I have a function that processes secondary structure data using awk and appends the result to a final output file. Even though I am using --line-buffer with GNU Parallel, I still occasionally get lines like the following in my output file:
4 GLN A 447 C 1 GLN A 1 T
Or sometimes:
4 GLN A 447
Multiple processes seem to be writing to the file simultaneously, causing lines to be merged or cut off.

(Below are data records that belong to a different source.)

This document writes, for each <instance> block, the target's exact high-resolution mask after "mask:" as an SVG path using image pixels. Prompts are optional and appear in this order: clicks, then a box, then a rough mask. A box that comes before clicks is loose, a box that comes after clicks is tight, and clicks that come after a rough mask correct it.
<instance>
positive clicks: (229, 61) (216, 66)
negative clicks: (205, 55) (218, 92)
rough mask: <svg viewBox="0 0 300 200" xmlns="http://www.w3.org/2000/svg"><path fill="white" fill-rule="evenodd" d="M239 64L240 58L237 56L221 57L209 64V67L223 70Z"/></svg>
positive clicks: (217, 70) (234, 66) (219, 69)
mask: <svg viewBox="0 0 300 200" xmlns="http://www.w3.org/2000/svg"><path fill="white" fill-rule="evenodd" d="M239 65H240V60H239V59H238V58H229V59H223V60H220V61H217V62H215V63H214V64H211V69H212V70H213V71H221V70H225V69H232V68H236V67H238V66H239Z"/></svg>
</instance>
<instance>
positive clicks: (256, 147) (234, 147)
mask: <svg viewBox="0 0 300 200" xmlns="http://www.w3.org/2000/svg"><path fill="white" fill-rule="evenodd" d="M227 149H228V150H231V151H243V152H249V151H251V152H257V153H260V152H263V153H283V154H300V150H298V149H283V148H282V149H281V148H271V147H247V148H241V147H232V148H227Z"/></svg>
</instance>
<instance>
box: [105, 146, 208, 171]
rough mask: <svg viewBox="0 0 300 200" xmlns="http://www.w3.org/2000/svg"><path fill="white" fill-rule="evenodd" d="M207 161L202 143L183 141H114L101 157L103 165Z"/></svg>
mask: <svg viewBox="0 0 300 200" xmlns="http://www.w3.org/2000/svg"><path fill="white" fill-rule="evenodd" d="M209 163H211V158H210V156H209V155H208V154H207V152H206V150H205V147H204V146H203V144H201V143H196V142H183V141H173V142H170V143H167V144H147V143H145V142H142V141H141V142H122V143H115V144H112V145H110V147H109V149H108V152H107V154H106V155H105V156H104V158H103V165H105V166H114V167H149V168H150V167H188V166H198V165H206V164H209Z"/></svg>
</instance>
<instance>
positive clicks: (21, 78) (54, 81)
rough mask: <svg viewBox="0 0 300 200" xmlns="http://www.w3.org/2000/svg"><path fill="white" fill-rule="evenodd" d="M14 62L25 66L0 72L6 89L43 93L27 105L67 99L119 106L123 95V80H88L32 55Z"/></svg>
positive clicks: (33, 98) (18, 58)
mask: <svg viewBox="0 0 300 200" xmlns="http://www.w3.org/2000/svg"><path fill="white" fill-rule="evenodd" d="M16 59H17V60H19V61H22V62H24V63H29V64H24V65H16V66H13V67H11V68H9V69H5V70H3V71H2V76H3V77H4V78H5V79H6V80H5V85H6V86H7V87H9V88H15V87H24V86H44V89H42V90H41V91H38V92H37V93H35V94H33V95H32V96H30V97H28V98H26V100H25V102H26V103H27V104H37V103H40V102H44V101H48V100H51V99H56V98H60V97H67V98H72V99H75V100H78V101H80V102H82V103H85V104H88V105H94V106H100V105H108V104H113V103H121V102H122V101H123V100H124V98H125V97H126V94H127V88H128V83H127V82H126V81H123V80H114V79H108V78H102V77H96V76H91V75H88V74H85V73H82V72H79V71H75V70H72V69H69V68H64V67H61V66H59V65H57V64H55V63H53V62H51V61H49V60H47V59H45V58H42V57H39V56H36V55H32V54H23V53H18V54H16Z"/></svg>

Here's the relevant part of my code:
calculate_secondary_structure() {
frame_counter=$1
# process only chain A, as it is polyQ
${stride_path}/stride ${pdbs_dir}/pdb_for_cluster${frame_counter}.pdb -ca -fsecondary_structure${frame_counter}.txt
rm ${pdbs_dir}/pdb_for_cluster${frame_counter}.pdb
awk -v frame_counter="$frame_counter" '
BEGIN { OFS=" " } # 10 spaces as a separator
/^ASG/ {
residue_name = substr($0, 6, 3)
chain_name = substr($0, 10, 1)
residue_number = substr($0, 17, 4)
ss_code = substr($0, 25, 1)
# Print the frame number followed by the extracted fields with 10 spaces between them
printf "%-10s %-10s %-10s %-10s %-10s\n", frame_counter, residue_name, chain_name, residue_number, ss_code
}' "secondary_structure${frame_counter}.txt" >> ${final_output_file} # Append directly to the final file
rm secondary_structure${frame_counter}.txt
}
export -f calculate_secondary_structure
seq 1 ${number_of_frames} | parallel --bar --line-buffer --block 1k --round-robin -j192 calculate_secondary_structure {}
Parallel-version:
GNU parallel 20240822
The problem is that you do not let GNU Parallel serialize the output, but you append directly to the $final_output_file
behind GNU Parallel's back.
So you probably want:
calculate_secondary_structure() {
frame_counter=$1
# process only chain A, as it is polyQ
${stride_path}/stride ${pdbs_dir}/pdb_for_cluster${frame_counter}.pdb -ca -fsecondary_structure${frame_counter}.txt
rm ${pdbs_dir}/pdb_for_cluster${frame_counter}.pdb
awk -v frame_counter="$frame_counter" '
BEGIN { OFS=" " } # 10 spaces as a separator
/^ASG/ {
residue_name = substr($0, 6, 3)
chain_name = substr($0, 10, 1)
residue_number = substr($0, 17, 4)
ss_code = substr($0, 25, 1)
# Print the frame number followed by the extracted fields with 10 spaces between them
printf "%-10s %-10s %-10s %-10s %-10s\n", frame_counter, residue_name, chain_name, residue_number, ss_code
}' "secondary_structure${frame_counter}.txt"
rm secondary_structure${frame_counter}.txt
}
export -f calculate_secondary_structure
seq 1 ${number_of_frames} |
parallel --bar --line-buffer -j192 calculate_secondary_structure {} >> ${final_output_file}
(--block 1k --round-robin
only make sense if you use --pipe
/--pipepart
. They do nothing otherwise. Also consider using -j100%
(or simply leave it out - as that is default) if you are running on a 192 core server. This way you do not need to change 192 when you get your new 512 core server).